Cependant, malgré cette conjoncture a priori favorable, des freins demeurent. Sur les relations entre distributeurs et producteurs pèse un lourd passif de défiance, qui explique le manque de collaboration. D'autre part, tisser des liens exige une démarche volontaire dont l'intérêt n'est pas forcément clair pour le point de vente. Enfin, le changement d'approvisionnement rend parfois les chefs de rayon frileux. Pourtant, 5 à 10 % de l'alimentation passeront par les circuits courts d'ici à 2015, selon le cabinet d'études Xerfi. Mais un ultime obstacle doit être levé pour les atteindre : « Aujourd'hui, explique Damien Kuhn, les distributeurs cherchent encore comment structurer cette tendance locale au niveau national. »

LES RAISONS DU SUCCÈS

Cette offre correspond pleinement, d'une part, à l'importance que les Français accordent à l'origine des produits et, d'autre part, à la catégorie naissante des locavores. Les distributeurs qui favorisent ces produits gagnent en fraîcheur et en disponibilité pour être réapprovisionnés en produits frais. Des liens sont tissés entre producteurs et distributeurs, et les intermédiaires sont limités en nombre.

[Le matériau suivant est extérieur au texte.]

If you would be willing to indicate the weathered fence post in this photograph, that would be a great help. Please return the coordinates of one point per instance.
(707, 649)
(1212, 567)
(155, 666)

Pour une meilleure visibilité

De la suppression du label régional Nord-Pas-de-Calais en 2002 est né, deux ans plus tard, Saveurs en'Or. Pour adhérer à ce comité de promotion de la région nordiste, l'entreprise doit avoir son site de production ou de transformation dans la région. En outre, elle doit favoriser l'utilisation de matières premières locales.L'idée a séduit jusqu'à aujourd'hui 189 entreprises et 300 producteurs, pour 680 références...

Manger des pommes !

Blue Whale, premier acteur français d'exportation de pommes, a développé une campagne de communication exclusivement réservée aux pays importateurs de la pomme française. « The french pomme » mise sur tous les clichés - station de métro, béret, baguette et tour Eiffel - comme autant de symboles d'une origine revendiquée. « Cette stratégie publicitaire n'a pas vocation à être diffusée en France. Sur ce marché, il est plus utile de parler de l'origine locale, et de faire valoir, par exemple, notre siège à Montauban (82) ou l'emplacement de nos vergers », développe la porte-parole de la marque.

100 % Sud de la France

« Rougeline, ce n'est que la France, et que le Sud », résume Maxime Laclaverie, responsable marketing de la marque reine de la tomate. En 2012, elle accentue encore l'argument du terroir. Pour ce faire, une nouvelle inscription « C'est d'ici ! », accompagnée du nom de la région de provenance, sera ajoutée à l'étiquette informative. Le nouveau logo « Origine Sud de la France » renforcera cet ancrage régional afin de séduire un public plus large attaché à l'origine.

Merci André, Gérard, Michel... !

L'agence de conseil en marketing Producteurs locaux se vante d'être la première à avoir mis en avant les portraits de producteurs en magasins. Inspiré du mouvement « greenwashing », le but de ce relooking est de promouvoir les références issues des circuits courts pour séduire les locavores, soucieux du développement durable. « Cet engouement est plus qu'un effet de mode. Mais les distributeurs se demandent comment implanter ce concept au niveau national, car c'est coûteux », analyse Damien Kuhn, directeur de l'agence.